Here at Ntropy we are working on providing the best service for financial transaction enrichment and that starts with being able to support as many possible transaction patterns as possible. To achieve this, we work towards Named Entity Recognition (NER) models that can generalize as much as possible and that are able to understand many languages at once, thus supporting many regions and markets. The main focus of this post is discussing the logistics of implementing multilingual solutions.
Named Entity Recognition Task
Named Entity Recognition (or NER), is a task where a model has to extract spans of entities from a given text, namely persons, organizations, locations, dates, etc if any is present at all.
In this post, we will be focusing on describing how we apply our methods on NER tasks for our specific domain of financial transactions.
Multilingual model vs many monolingual models
At first, we developed only monolingual models for use in production, that would each serve a particular country or region. Those would be trained on a specific language and would achieve very good accuracy since they have data from a similar language distribution.
The models we were using were based on a distilroberta (Similar to this model, but with slight architecture changes) transformer architecture which is light enough (6 layers), and in terms of memory, CPU, and GPU usage, they were perfect for very low latency and real-time queries.
So, why do we need multilingual models while many monolingual models would probably simplify things and work well (maybe even better) anyway?
While monolingual models may achieve excellent performance, when one looks at the practicality on a larger scale, we need to be able to handle transactions that can be seen in many different contexts, which is what our customers demand.
For example, imagine you’re living in the US but then you travel across Europe, you’ll still be using your US card to pay during your trip in Europe, but this means that your bank will have to process a foreign transaction which most likely won’t even be in English. And this is a very basic consumer usage.
Now, imagine even more complex behaviors and usages like businesses working internationally and estimating accurate cash flows, bookkeeping, etc.

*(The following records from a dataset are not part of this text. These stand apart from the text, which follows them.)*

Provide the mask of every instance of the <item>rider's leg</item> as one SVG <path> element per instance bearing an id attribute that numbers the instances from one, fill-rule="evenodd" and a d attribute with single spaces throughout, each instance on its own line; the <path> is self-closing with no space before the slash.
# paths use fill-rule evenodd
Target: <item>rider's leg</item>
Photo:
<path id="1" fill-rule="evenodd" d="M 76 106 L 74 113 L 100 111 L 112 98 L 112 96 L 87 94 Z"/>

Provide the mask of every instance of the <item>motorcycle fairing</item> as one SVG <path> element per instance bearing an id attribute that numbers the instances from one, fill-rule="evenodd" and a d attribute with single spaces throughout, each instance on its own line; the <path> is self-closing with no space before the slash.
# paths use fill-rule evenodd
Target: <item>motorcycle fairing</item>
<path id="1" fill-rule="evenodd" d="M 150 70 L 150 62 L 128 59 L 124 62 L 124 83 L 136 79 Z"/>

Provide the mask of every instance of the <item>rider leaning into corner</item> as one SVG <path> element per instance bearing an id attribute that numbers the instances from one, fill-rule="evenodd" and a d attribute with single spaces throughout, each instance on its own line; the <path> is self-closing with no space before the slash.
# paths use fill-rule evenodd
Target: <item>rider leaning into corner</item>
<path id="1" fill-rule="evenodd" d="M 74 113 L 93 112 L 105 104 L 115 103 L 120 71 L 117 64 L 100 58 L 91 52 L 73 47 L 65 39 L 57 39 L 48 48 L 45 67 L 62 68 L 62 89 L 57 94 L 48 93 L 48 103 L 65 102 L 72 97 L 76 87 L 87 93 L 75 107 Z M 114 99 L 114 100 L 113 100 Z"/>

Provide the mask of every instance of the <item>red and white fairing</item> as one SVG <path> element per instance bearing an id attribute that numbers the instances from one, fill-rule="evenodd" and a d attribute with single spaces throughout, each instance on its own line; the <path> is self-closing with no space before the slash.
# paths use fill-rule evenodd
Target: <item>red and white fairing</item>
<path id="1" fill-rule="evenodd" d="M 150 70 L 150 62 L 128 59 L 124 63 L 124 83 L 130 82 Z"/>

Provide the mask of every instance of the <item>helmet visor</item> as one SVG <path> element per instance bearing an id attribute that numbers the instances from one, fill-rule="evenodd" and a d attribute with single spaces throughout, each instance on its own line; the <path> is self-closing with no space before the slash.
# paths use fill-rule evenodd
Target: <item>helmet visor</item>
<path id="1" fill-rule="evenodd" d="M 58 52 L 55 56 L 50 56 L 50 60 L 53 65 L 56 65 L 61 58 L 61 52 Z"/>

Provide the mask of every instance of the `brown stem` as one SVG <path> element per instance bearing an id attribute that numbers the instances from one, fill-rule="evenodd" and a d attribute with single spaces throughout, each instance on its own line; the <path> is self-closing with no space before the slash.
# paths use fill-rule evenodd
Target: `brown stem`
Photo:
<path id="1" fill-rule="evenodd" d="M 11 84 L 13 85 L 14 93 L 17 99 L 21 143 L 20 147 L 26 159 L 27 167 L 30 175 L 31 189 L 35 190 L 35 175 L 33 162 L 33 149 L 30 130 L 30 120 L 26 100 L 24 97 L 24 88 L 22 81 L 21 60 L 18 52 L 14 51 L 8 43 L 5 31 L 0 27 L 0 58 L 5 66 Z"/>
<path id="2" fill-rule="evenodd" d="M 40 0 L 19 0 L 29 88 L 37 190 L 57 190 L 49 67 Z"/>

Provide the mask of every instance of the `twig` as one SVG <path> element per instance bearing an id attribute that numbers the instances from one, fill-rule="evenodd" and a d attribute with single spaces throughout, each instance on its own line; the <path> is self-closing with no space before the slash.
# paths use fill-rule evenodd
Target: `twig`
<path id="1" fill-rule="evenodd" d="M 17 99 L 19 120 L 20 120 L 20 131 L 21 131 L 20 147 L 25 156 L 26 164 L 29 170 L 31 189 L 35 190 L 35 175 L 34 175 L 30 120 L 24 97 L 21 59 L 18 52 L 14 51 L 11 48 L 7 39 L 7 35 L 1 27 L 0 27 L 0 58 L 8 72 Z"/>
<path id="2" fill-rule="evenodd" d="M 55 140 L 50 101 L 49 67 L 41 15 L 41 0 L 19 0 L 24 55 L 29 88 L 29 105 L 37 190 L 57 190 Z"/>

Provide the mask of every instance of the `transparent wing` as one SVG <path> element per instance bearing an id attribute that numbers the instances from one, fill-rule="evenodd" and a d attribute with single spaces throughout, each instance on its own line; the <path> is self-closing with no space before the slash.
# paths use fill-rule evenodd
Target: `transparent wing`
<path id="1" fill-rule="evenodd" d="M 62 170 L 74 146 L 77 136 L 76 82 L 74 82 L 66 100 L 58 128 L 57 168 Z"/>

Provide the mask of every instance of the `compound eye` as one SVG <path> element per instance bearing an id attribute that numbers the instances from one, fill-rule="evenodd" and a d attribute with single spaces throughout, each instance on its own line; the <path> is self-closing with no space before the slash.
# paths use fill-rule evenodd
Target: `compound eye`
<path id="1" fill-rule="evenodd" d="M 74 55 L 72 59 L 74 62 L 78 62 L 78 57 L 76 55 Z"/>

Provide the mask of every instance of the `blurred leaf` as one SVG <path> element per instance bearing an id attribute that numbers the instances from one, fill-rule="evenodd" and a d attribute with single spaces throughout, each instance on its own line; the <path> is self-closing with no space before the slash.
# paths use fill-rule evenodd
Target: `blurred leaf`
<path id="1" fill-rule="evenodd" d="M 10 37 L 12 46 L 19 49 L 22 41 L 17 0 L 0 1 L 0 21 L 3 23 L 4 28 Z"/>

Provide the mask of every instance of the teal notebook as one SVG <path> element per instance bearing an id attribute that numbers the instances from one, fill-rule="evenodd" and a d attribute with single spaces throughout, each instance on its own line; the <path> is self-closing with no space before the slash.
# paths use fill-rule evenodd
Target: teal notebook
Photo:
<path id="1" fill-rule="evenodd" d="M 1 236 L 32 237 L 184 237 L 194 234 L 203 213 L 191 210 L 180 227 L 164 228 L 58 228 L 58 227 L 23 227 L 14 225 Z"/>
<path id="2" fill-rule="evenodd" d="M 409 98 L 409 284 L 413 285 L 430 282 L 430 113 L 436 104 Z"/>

Of course, one can argue that it’s possible to redirect each transaction based on the currency to correct the selection of the appropriate model. To this, we’ll answer that it’s not always an accurate method since one can use different currencies in different countries which will then get converted into the local currency automatically.
Or, one can say that we could have a language detection model (Fig. 1) that redirects to the correct model, but still, even here, there are many cases where this does not stand:
- Countries that share a language but have a very different banking system
- Just the fact that the detection model itself is inaccurate will trigger lots of false positives thus targeting the wrong language models
However, that being said, a language detection model can still be useful. We have built one already (with a precision in the high 0.90s), fine-tuned on transaction data, and we are currently using it internally for warnings that we can send to customers.
Finally, translation into a target language we already support is possible and is an approach we’ve also tried, but we discovered that it doesn’t work well since transactions in one country are often extremely different from transactions in another, hence the translated source distribution will differ from the target language distribution, meaning the models will often fail.
One might have actually already seen translation methods being used in different settings (like actual natural language) and they can definitely work well there. However, in domains where creating a parallel corpus with close to 1:1 translations is hard to accomplish, these methods do not shine. The issue we are trying to describe might be similar to translating region-specific expressions to a different language/region, there it is often impossible to map an expression to another one as you’re trying to compress context you don’t have, cultural bias, and other things into a target language that just doesn’t have the same prior.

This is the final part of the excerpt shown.